Best practice recommendations include:

  • Report multiple metrics: Relying on a single fairness metric can hide disparities not addressed by that particular approach.
  • Context-dependent selection: Choose metrics aligned with stakeholder priorities, clinical workflows, and regulatory requirements.
  • Quantify and report uncertainty: Confidence intervals for subgroup metrics are essential, especially for underrepresented populations.
  • Justify threshold choices: Clearly report and justify thresholds used in fairness assessments.

5. Recommendations and Directions for Future Research

The literature identifies several priorities and gaps for advancing fairness metric development and reporting in clinical AI (2506.17035):

  • Probability-based metrics should be prioritized for model development and validation, to avoid threshold-induced artifacts.
  • Intersectional fairness: Extend measurement and reporting beyond single attributes, incorporating methodologies for robust intersectional subgroup analysis.
  • Uncertainty quantification: Incorporate confidence intervals on all group and intersectional metrics, particularly where subgroups are small.
  • Clinical utility metrics: Develop and report metrics tied directly to patient benefit (e.g., subgroup net benefit) to complement statistical parity measures.
  • Empirical validation: Test and calibrate new fairness metrics on real clinical data, ensuring their applicability for decision-support.
  • Stakeholder engagement and contextualization: Align metric selection with ethical, clinical, and social priorities documented through participatory design and governance frameworks.

6. Summary Table: Example Fairness Metrics

Metric Formula Intended Role
AUROC Parity $\Delta_{\text{AUROC} = | \text{AUROC}_{A=0} - \text{AUROC}_{A=1} |$ Discrimination parity
Calibration-in-the-Large $\Delta_{\text{CITL} = | (\text{Mean}(p_{A=0}) - \text{Mean}(Y_{A=0})) - (\text{Mean}(p_{A=1}) - \text{Mean}(Y_{A=1})) |$ Calibration parity
Equal Opportunity Gap ΔTPR=TPRA=0TPRA=1\Delta_\text{TPR} = | \text{TPR}_{A=0} - \text{TPR}_{A=1} | Sensitivity parity across groups
Statistical Parity $\Delta_{\text{SP} = | P(\hat{Y}=1|A=0) - P(\hat{Y}=1|A=1) |$ Output rate parity
Subgroup Net Benefit NBg=TPgngFPgngw1wNB_g = \frac{TP_g}{n_g} - \frac{FP_g}{n_g} \cdot \frac{w}{1-w} Clinical utility parity

7. Conclusions and Outlook

The proliferation of fairness metrics for clinical predictive AI reflects the complexity of quantifying and achieving equity in model-driven decision-making.
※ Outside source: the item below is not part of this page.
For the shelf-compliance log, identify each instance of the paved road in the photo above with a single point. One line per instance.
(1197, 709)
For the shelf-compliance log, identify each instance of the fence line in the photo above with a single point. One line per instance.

The current landscape is fragmented, over-reliant on threshold-dependent and group-based statistical parities, and underdeveloped regarding calibration, uncertainty, intersectionality, and clinical utility (2506.17035). A move towards probability-based, uncertainty-aware, and utility-grounded fairness metrics—implemented and reported transparently in alignment with clinical and ethical realities—remains a critical priority for future research and deployment in healthcare AI.